Das Flash-Friendly File System (F2FS) wird mit der Veröffentlichung von Linux 7.3 Leistungsverbesserungen erfahren, dank Updates, die parallele Multi-Device-Flushes ermöglichen. Der Samsung-Ingenieur Yonggil Song leitete die Änderungen, die Ineffizienzen bei der Art und Weise beheben, wie F2FS die Datensynchronisation über mehrere Speichergeräte hinweg behandelt.

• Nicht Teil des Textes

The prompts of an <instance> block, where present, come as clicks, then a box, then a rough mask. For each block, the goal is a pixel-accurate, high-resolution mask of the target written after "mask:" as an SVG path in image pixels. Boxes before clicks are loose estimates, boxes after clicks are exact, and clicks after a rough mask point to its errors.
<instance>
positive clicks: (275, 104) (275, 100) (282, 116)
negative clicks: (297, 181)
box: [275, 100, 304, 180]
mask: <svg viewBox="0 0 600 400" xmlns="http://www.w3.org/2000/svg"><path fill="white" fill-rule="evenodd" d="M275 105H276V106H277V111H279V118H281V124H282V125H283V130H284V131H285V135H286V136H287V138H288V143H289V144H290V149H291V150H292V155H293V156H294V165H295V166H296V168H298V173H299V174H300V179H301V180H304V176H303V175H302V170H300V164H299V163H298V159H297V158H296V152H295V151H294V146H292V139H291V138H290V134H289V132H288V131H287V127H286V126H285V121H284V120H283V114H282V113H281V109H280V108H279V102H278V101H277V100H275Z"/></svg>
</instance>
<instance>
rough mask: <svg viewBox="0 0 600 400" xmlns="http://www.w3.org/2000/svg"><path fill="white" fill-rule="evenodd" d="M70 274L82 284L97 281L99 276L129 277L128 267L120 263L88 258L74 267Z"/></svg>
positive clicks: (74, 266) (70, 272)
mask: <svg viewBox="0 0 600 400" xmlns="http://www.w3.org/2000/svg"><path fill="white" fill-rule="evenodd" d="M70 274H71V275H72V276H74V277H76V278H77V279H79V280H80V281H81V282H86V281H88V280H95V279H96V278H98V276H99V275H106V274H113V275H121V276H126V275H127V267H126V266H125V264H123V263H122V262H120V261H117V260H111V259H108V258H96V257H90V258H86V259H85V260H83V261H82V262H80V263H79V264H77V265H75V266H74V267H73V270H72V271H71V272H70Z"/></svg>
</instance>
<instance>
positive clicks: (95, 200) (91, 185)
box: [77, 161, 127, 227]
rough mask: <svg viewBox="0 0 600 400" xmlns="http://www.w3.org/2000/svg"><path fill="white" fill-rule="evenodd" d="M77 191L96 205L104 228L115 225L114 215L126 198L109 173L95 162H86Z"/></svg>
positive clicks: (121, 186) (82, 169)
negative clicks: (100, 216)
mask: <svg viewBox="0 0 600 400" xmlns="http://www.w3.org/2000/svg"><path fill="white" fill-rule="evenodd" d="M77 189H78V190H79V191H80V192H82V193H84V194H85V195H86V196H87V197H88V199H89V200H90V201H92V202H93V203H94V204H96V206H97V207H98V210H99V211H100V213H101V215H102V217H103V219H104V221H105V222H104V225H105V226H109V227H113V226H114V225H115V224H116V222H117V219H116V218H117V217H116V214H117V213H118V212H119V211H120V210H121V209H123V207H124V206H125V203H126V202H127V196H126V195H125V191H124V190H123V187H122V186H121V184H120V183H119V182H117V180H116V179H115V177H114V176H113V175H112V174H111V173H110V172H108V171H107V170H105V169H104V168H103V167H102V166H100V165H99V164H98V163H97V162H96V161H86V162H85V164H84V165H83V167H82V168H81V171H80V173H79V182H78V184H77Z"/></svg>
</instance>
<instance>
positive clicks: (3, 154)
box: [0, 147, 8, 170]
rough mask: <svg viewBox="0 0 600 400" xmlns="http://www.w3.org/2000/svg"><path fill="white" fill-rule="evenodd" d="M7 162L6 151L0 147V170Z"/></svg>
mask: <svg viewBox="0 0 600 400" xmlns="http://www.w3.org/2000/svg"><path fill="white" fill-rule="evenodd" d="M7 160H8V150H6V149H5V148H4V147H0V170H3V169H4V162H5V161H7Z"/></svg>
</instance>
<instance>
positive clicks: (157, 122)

Zuvor flushte F2FS Daten sequenziell an mehrere Geräte. Das Update ermöglicht es dem Treiber, diese Flushes parallel auszuführen und die bereits in jedem Gerät vorhandenen unabhängigen Flush-Warteschlangen zu nutzen. Diese Änderung soll die Gesamt-Flush-Zeit reduzieren, indem der Prozess auf die Geschwindigkeit des langsamsten Geräts beschränkt wird, anstatt die von allen Geräten benötigte Zeit zu summieren.
Neben dem parallelen Flushen bringt Linux 7.3 auch Reduzierungen des Speicherbedarfs für die Inode-Verwaltung innerhalb von F2FS. Das Dateisystem unterstützt jetzt die dynamische Reservierung/Freigabe für Geräte-Aliase, und die Funktion `f2fs_write_end_io()` kann jetzt asynchron ausgeführt werden. Tests auf einem Arm Cortex-A520-Gerät zeigten, dass der asynchrone Betrieb die für diese Funktion benötigte Zeit von 10 Millisekunden auf 150 Mikrosekunden reduzierte. Die Linux 7.3-Version enthält auch zahlreiche Fehlerbehebungen für F2FS, die in dem zugehörigen [pull request] detailliert beschrieben sind.